Westworld Season Four Review: A Temporary Return to Form.

Beginning Season Four of Westworld, I was not sure what to expect.
I had loved the first two seasons but found Season Three to be a drop in quality, and I hoped that Season Four would return the show to its former glory.
For a time, it did exactly this, before falling back into old mistakes.
The Fourth Season picks up years after the events of Season Three, with various characters in different situations.
Caleb Nichols (Aaron Paul) now has a family but after they are threatened by Charlotte Hale (Tessa Thompson) and host William (Ed Harris), he teams up with Maeve (Thandie Newton) to take the two down once and for all.
Meanwhile, Bernard (Jeffrey Wright) awakens from his journey in the Sublime and, armed with knowledge of what is now to come, goes on a mission with Stubbs (Luke Hemsworth) to save the fates of humanity and the hosts.
Most mysterious of all, a new version of Dolores (Evan Rachel Wood), named Christina, is working at a video game company, yet slowly coming to realize that there is more to her world than it seems. 

Dolores is somehow back in Season Four. Her storyline across the season gradually reveals why this is, to mixed results by the end.

The first episode which established the various plot lines admittedly did very little to grab me.
Episodes Two and Four, however, did a much better job of getting me back into the show, and this all built up to Episode Four, “Generation Loss”, which got me back on the Westworld hype train.
“Generation Loss” made me feel the exact same way I did when watching the first two seasons of the show and the subsequent episodes kept up this level of engagement, supported by the great score from Ramin Djawadi, and fantastic performances from practically every cast member.
Of the old cast, the best of the bunch is definitely Aaron Paul, who delivers an amazing performance throughout as Caleb. 
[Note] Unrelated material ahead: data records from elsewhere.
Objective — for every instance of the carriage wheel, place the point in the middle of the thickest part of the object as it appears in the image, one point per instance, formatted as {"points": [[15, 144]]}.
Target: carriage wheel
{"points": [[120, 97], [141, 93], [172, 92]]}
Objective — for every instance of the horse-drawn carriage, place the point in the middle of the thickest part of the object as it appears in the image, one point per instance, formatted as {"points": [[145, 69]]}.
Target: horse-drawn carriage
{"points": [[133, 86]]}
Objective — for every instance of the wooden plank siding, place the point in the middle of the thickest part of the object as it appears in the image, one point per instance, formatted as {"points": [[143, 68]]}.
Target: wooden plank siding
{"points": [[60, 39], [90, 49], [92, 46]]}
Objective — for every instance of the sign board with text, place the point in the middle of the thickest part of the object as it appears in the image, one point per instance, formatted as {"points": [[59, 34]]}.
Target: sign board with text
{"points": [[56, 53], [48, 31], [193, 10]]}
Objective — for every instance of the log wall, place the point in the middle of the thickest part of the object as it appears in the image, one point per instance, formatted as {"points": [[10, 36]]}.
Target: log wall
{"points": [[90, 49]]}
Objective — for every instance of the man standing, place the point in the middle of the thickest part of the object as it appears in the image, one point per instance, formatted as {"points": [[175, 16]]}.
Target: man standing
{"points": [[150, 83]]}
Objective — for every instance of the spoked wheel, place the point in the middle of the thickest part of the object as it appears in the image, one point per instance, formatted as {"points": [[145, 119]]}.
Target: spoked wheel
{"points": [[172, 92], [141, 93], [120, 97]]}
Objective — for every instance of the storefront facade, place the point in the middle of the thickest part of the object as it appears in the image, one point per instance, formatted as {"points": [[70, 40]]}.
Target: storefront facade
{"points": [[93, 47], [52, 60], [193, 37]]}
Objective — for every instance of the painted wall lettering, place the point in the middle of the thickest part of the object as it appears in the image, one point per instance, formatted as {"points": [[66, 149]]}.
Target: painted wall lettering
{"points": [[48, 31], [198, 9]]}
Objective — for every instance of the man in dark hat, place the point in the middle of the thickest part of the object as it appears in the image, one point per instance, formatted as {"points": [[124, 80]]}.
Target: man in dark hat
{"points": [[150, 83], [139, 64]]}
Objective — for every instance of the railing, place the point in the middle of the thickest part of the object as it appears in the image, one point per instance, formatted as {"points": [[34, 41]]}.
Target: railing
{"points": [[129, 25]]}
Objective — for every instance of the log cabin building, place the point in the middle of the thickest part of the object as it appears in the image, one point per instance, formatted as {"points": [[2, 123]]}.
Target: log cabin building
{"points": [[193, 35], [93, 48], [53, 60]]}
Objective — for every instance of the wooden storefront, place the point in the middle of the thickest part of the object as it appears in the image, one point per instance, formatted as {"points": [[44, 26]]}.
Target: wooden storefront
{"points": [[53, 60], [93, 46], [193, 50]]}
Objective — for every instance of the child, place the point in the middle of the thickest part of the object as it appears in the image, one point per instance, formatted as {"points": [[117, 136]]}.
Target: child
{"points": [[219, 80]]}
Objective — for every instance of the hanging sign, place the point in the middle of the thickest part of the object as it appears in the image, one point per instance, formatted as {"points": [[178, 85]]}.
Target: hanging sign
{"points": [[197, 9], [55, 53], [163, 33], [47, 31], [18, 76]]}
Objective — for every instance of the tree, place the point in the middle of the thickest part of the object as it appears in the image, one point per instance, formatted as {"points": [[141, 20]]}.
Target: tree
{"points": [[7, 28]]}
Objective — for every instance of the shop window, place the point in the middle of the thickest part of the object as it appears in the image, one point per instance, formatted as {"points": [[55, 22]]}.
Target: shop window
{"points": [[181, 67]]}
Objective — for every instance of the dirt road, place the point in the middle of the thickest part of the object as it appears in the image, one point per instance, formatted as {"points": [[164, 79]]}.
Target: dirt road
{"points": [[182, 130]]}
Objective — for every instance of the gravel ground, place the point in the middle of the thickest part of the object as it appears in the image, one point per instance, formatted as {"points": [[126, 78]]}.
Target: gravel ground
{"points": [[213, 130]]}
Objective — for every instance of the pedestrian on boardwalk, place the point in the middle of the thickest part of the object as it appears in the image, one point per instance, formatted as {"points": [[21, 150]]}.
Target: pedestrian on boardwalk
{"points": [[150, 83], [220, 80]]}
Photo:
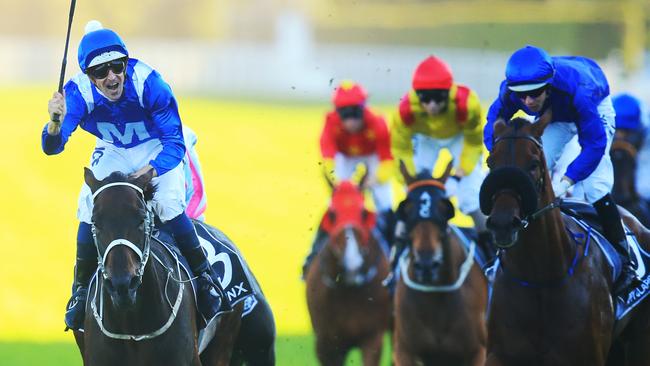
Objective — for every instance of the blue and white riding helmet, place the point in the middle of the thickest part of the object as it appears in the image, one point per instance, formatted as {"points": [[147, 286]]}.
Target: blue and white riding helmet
{"points": [[628, 112], [99, 45], [529, 68]]}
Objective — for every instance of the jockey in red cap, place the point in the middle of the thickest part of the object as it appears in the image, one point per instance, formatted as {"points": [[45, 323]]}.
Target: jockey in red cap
{"points": [[439, 114], [355, 135]]}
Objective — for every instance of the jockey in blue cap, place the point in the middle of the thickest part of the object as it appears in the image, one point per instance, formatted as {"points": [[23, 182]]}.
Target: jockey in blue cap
{"points": [[573, 94], [133, 113], [632, 125]]}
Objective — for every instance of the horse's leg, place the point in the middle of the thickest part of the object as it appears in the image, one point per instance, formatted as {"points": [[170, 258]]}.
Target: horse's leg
{"points": [[256, 340], [371, 349], [221, 346], [329, 353], [479, 357], [493, 360], [401, 356]]}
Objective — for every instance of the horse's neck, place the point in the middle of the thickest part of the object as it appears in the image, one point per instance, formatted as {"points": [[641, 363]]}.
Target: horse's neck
{"points": [[452, 258], [543, 250]]}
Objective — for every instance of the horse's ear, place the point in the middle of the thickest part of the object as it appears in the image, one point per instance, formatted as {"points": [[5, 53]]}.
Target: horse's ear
{"points": [[90, 180], [144, 179], [446, 209], [408, 178]]}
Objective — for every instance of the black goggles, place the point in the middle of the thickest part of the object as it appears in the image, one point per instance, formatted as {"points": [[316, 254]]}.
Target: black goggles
{"points": [[436, 95], [355, 111], [101, 71], [531, 93]]}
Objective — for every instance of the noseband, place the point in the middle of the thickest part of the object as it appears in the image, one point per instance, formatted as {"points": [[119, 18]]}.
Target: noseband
{"points": [[538, 185], [148, 230]]}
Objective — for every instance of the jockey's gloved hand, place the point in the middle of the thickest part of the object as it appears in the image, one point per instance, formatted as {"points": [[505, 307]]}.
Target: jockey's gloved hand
{"points": [[561, 187]]}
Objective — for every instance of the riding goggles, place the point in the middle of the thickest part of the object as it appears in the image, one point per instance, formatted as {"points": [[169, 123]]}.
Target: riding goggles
{"points": [[426, 96], [101, 71], [355, 111], [531, 93]]}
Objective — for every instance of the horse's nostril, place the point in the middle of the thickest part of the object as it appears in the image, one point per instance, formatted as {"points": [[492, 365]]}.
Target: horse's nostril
{"points": [[109, 285], [135, 282]]}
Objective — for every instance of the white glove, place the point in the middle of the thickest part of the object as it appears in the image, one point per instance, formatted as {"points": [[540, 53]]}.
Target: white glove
{"points": [[560, 188]]}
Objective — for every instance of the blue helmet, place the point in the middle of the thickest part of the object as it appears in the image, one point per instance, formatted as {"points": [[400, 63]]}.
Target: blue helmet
{"points": [[98, 46], [628, 112], [529, 68]]}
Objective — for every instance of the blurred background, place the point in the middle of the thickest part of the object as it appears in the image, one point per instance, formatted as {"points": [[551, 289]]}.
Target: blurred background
{"points": [[253, 79]]}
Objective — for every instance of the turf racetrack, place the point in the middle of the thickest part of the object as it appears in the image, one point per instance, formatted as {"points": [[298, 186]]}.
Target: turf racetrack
{"points": [[264, 186]]}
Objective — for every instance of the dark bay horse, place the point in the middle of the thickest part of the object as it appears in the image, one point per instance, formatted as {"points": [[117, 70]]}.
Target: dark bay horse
{"points": [[347, 303], [551, 302], [141, 308], [623, 154], [441, 295]]}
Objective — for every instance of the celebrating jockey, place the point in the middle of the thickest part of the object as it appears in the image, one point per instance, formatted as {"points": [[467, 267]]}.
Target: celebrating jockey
{"points": [[133, 113], [437, 113], [573, 94], [355, 135]]}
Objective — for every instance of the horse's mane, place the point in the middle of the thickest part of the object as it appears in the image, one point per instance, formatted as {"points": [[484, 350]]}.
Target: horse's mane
{"points": [[518, 123], [114, 177]]}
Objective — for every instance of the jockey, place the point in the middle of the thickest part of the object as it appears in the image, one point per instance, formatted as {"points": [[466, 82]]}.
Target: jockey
{"points": [[573, 94], [438, 113], [353, 135], [133, 113], [631, 119]]}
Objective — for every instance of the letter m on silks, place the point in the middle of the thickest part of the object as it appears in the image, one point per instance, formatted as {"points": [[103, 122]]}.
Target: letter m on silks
{"points": [[110, 132]]}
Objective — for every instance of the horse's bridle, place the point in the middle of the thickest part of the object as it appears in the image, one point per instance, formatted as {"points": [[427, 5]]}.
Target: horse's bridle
{"points": [[539, 184], [148, 230]]}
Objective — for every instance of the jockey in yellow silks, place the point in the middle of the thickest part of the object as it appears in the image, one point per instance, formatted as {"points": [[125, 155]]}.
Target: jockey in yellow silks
{"points": [[438, 113]]}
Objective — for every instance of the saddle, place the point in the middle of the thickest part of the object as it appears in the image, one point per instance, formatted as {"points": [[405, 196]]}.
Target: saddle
{"points": [[585, 215], [226, 261]]}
Aaron Paul’s performance this season is among the best in all of Westworld.

As for the new characters, Aurora Perrineau is a welcome edition to the cast and I liked her role and performance.
Then there is the returning cast from the older seasons where, surprisingly, I would say that Teddy (James Marsden) really stands out.
I was someone who was not attatched to the character all that much in the first two seasons but he was honestly one of my favourite this season.

The first few episodes featuring Teddy made me care about him more than the first two seasons of Westworld ever did.

What with all of the great acting and story telling from Episode Four onwards, I was expecting Season Four of Westworld to have a great ending, which would at least put it on par with Season Two for me.
Then we got the last two episodes, which dropped the ball, in my opinion.
I was really not a fan of the direction these last two episodes went, as it felt like they had twists just for the sake of having them.
A lot of the character fates also felt quite stupid, in particular Maeve’s and Stubbs’.

The way Stubbs’ character concluded for this season was both abrupt and unceremonious.

Not to mention there was a lot of convenience in the final episodes, with quite a few fights in the final episode suffering from bad logic.
As for the ending of the season itself, it left me feeling as lukewarm as the ending to Season Three did.
All in all, this made Season Four quite the conflicting experience for me.
It started off slow but, by Episode Four, felt like it had reached the same high quality of the first two seasons, only to stumble at the finish line with the last two episodes.
I would rank Season Four above Season Three but below Seasons One and Two.
I just hope Season Five can be great throughout but, at this point, I would not hold my breath.